By Nisha Kutty:
So, two world wars, innumerable battles for independence and hundreds of “genocides” later — where are we today? At the beginning of what we can now understand as Modernism, we were promised a better future, one filled with prosperity and progress. Today, centuries later, where are we, in terms of progress and of course, prosperity? We have advanced technology, yes. Scientific researches show the strangest possibilities, yes. But, are we really progressing? Or are we caught in a web of constant stagnancy?
Today, we fight over land, over rivers, over oil and natural resources, plundering countries that are peacefully co-existing in what the others profess their ignorance. The urbanity, we should have ideally felt proud of, is becoming a burden by the passing of each day.
Today, women are raped in broad daylight. In metropolitan cities, you are told about these unfortunate women. But, what about the hundreds of tribal women in the nook and corner of the wilderness, whose voices fail to reach our urban auditory capability? Every time a woman is stripped off her self esteem by ravenous curs, political leaders subtly justify the heinous act by pointing fingers at the promiscuity the woman may have showcased, to ‘entice’ the deprived souls that those men are.
So, what about the five year old girls and new born infants, who are ruthlessly raped and murdered?
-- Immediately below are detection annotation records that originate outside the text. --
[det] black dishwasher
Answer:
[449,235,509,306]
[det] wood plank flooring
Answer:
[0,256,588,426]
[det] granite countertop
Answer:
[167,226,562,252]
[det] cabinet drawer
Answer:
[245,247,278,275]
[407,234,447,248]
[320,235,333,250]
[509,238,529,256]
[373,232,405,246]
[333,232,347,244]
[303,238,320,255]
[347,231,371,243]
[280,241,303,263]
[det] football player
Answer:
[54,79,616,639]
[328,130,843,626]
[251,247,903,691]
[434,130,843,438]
Did they wear revealing clothes? Or was their innocence mistaken to be an act of seduction? Throughout history, leaders after leaders, from different parts of the world, promised security and revolution against tyrannical existence. So, without monarchical tyranny, where do we stand today?
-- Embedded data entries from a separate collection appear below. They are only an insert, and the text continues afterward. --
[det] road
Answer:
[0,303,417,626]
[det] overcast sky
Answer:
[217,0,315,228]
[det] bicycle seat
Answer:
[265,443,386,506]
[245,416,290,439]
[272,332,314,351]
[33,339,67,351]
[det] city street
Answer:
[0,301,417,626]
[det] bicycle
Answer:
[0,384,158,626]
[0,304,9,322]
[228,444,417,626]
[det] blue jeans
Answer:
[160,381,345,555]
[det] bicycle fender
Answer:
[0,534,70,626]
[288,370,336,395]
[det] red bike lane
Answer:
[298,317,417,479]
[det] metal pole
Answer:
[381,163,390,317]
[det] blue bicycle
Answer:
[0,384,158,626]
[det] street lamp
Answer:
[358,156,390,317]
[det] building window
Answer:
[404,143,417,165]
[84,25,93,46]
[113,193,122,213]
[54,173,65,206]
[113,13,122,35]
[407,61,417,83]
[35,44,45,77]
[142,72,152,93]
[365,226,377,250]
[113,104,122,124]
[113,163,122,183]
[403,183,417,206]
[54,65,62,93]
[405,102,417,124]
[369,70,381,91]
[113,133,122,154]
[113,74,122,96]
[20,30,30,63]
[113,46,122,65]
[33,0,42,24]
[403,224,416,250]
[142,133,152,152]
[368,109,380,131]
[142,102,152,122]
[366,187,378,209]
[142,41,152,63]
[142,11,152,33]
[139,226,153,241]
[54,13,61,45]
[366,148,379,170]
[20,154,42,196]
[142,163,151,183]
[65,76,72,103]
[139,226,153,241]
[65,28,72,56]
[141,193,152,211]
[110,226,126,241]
Rape, wars and economic downfall are issues that are not exclusive to India. All developing countries today face the same problems, in different scales. But, what are our ‘progressive’ leaders doing to make a change? If students voice their opinions of protest, we are put behind bars, killed ruthlessly in police custody — therefore, left with no options but to be silent spectators.
So, I end by quoting Michel Foucault;
“Do not ask who I am and do not ask me to remain the same: leave it to our bureaucrats and our police to see that our papers are in order. At least spare us their morality when we write.”